Einzigartigkeit war nicht nur das erklärte Ziel von Lætitia Sadiers Band Stereolab, was diese auch einlöste. Heute, fast 15 Jahre nach dem letzten neuen Material der Londoner Formation mit französischen Schnörkeln, verfolgt die Frontfrau dieses Anliegen solo mit ihrem neuen Album „Rooting For Love“.

Lætitia Sadier überzeugt mit einer geschliffenen Mischung aus Besinnlichkeit und betriebsamer Flirrigkeit. Für diese beiden Pole stehen exemplarisch das Eröffnungslied „Who + What“, wie aus einer New Age-Meditations-Sitzung, und „Don’t Forget You’re Mine“ – dort kocht das überwiegend ruhige Werk zu einem dichten und getriebenen Gebrodel auf.

Zugegeben, heute stellt das Klang-Gemisch der 56-jährigen Multiinstrumentalistin nichts Neuartiges mehr dar. Denn Sadier selbst hat ihren Spagat aus gefälligem Pop und spröder Avantgarde oft so exerziert.

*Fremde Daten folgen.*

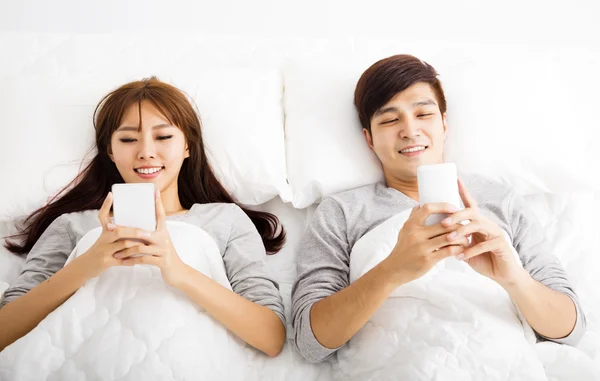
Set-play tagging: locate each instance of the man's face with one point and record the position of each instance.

So ertönt heute ziellos waberndes Krautrock-Kreiseln, beispielsweise zu vernehmen in „New Moon“, im Verbund mit eingängigen Mustern, denen man einen kleinen Enya- oder (90er-)Björk-Effekt attestieren kann.

Weitere innere Spannung erzielt das atmosphärische Album „Rooting For Love“ aus einer Reihe von Gegensätzen: Seinem harmonischen Umgang mit Entfremdung in unserer neoliberal und neofaschistisch geprägten Zivilisation, der weichen musikalischen Einbettung ernster schwerer Themen und dem Aufprall analoger 60er-Jahre-Ästhetik auf 80er-Synthetik.

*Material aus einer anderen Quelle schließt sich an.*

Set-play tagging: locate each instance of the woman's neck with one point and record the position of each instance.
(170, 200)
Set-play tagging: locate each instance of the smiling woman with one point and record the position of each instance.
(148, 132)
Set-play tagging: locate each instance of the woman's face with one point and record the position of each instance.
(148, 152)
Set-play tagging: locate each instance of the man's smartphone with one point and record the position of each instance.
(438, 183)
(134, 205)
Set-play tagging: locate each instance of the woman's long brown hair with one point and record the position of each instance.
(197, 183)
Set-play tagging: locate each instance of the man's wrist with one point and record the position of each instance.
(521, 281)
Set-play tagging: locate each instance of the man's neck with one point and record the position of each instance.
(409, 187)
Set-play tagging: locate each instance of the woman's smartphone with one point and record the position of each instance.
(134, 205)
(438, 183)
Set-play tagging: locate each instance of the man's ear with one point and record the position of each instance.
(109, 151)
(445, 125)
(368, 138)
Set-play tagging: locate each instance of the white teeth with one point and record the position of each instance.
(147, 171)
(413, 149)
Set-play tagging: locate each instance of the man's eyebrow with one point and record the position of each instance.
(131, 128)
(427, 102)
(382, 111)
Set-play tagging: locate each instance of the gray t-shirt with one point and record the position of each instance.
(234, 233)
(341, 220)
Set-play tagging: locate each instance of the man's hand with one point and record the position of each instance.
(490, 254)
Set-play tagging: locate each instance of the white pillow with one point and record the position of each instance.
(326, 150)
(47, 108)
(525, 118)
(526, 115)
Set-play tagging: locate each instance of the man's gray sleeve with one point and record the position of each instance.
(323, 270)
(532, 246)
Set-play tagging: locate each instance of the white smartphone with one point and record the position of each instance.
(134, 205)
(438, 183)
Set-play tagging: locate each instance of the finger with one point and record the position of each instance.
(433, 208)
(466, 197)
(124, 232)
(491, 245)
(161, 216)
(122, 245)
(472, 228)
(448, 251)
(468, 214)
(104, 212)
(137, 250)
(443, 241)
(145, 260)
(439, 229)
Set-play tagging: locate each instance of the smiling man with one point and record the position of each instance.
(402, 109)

Englisch trifft siebenfach auf drei frankophone Tracks. Lætitia Sadiers Französisch hört sich aufgrund ihres harten Akzents immer noch wie das einer Fremden an. Obwohl sie im Großraum Paris zur Welt kam, verbrachte sie ihre Kindheit und Jugend vor allem in den USA, bis sie dann in London andockte und Stereolab gründete.

Einiges aus der französischen Kultur wirkt an dieser Platte ausgeprägt retro: Da vermengen sich zwei große Stränge dessen, was aus Frankreich früher ins europäische Umland drang.

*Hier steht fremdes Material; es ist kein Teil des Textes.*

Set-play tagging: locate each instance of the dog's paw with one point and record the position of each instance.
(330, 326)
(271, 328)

Einerseits macht sich der Synthie-Chanson der Achtziger breit. Andererseits zeigt sich der Yé-Yé-Beat-Rock der ‚Swinging Sixties‘, wie ihn Teilzeit-Gitarristin Sadier in „Une Autre Attente“ andeutet. Sie bewaffnet sich, trotz einer Werkzeug-Vielfalt von Kalimba bis Keyboard, mit Fender und Gibson.

Den Sechzigern entlehnt Lætitia Sadier außerdem etwas aus Brasilien, wenn sie in „The Dash“ Samba-Soul zitiert. Solche Einsprengsel aus Lateinamerika gab es bereits. Lætitia kollaborierte nämlich auf der EP „Summer Long“ (2016) und auf dem Longplayer „What Will You Grow Now?“ (2023) unter dem Pseudonym Modern Cosmology mit der brasilianischen Band Mombojó aus Recife.

Auf Internationalität setzt die Kosmopolitin auch bei der Besetzung, so macht Xavi Muñoz aus Barcelona am Bass mit. Als Autorin wirkt die belgische Art-Rock-Künstlerin Véronique Vincent auf „Rooting For Love“ mit dem Femizid-Song „Don’t Forget You’re Mine“. Die nachdrücklichen Töne an der Rhythmus-Gitarre kontrastieren die ansonsten oft flächigen, verträumten und fiependen Klang-Sorten der Platte.

Solche gestalterische Spreizung passt zum französischen Wort protéïforme (‚vielgestaltig‘ auf Deutsch). Læetitia baut daraus das Kunstwort „Protéïformunité“, also Vielfalts-Einheit. Dieser Titel steht für den auffälligsten Song. Ein zauberhaftes Drum-Gezappel verschmilzt mit einem fantastischen Vibraphon-Spektakel, in dem sich Blitz und Donner entladen.

Die Klammer über alle Nummern des Albums sind, wie üblich in der Stereolab-Welt, die E-Orgeln, insbesondere die Farfisa. Somit pflegt Lætitia Sadier ihren einzigartigen Marken-Sound.